Wczoraj bliska mi osoba napisała do mnie w mailu: "jestem pod wrażeniem Twojego opanowania", sama jednocześnie martwiąc się i wkurzając na sytuację w przychodni.
Również jestem pod wrażeniem swojego opanowania. Jak widać nauka (szczególnie, iż całkiem świeża) nie idzie w las, a że ja pojętnym uczniem jestem, więc uchylę rąbek tajemnicy.
Wkurzanie się i martwienie nie da mi nic, poza dodatkowym stresem, który ani nie jest mi potrzebny, ani go nie chcę, ani mi w niczym nie pomoże, za to może zaszkodzić.
Zdrowe myślenie, zmiana przekonań i działanie - takie aktywności są dla mnie dobre, wskazane i pożądane. I na nich się koncentruję. Plus robienie tego, co sprawia mi radość.
Skąd taka zmiana i weryfikacja? Więcej do poczytania tutaj i do obejrzenia tutaj.

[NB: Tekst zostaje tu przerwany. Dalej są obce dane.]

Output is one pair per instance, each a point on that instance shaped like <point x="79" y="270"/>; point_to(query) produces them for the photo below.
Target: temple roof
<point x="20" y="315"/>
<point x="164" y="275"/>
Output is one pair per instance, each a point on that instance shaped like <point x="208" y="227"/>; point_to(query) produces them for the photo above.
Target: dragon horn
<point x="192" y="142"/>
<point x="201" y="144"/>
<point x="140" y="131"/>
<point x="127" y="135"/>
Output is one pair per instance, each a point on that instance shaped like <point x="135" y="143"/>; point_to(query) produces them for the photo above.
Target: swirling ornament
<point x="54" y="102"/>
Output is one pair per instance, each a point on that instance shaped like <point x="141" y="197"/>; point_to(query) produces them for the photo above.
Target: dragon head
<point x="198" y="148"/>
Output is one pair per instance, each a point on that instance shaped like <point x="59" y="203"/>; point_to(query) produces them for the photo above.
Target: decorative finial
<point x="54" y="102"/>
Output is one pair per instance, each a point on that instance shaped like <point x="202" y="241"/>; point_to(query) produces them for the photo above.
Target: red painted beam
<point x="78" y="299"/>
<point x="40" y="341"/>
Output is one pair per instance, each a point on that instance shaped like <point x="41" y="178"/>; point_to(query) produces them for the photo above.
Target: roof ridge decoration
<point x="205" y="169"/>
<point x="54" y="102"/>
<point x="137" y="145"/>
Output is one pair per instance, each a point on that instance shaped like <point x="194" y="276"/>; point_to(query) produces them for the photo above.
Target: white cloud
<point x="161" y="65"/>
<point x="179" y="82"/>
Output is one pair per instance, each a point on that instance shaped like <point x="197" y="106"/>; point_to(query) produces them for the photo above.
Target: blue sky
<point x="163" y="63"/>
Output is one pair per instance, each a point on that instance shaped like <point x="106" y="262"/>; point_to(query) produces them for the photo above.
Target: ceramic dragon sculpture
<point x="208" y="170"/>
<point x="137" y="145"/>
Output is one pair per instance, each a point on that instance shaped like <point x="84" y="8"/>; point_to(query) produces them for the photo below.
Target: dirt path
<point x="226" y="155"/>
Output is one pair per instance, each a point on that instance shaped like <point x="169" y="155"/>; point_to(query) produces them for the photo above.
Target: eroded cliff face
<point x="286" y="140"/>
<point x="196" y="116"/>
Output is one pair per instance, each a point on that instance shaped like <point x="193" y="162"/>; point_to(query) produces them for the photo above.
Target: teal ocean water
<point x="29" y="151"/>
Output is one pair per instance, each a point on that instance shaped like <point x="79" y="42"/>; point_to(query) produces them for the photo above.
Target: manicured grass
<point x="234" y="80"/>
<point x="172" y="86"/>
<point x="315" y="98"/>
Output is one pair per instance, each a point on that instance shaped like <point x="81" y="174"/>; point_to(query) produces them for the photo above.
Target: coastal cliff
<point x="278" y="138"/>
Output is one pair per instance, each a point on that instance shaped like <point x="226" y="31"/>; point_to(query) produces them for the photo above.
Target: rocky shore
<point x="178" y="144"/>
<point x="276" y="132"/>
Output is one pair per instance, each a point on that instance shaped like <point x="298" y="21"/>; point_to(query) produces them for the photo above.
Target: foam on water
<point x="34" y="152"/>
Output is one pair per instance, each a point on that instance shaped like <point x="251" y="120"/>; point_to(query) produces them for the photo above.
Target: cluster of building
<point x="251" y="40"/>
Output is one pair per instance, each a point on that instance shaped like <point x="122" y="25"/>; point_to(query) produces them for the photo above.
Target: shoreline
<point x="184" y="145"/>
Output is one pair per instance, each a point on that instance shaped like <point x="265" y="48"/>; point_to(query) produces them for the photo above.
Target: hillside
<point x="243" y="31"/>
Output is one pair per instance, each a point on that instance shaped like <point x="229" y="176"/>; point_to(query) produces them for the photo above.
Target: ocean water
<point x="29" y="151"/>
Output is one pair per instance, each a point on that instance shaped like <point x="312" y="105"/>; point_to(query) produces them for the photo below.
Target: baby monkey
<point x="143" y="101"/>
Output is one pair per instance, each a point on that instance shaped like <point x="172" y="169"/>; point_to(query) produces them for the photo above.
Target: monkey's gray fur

Prawdziwa kopalnia odkrywczej wiedzy - wystarczy wziąć kilof do ręki, kopać i ładować na swoje wagoniki.
Z doświadczenia jednakże zalecam oddanie się w ręce specjalistów - nie wskakuje się bowiem na główkę do basenu nie umiejąc pływać i nie mogąc liczyć na pomoc ratownika.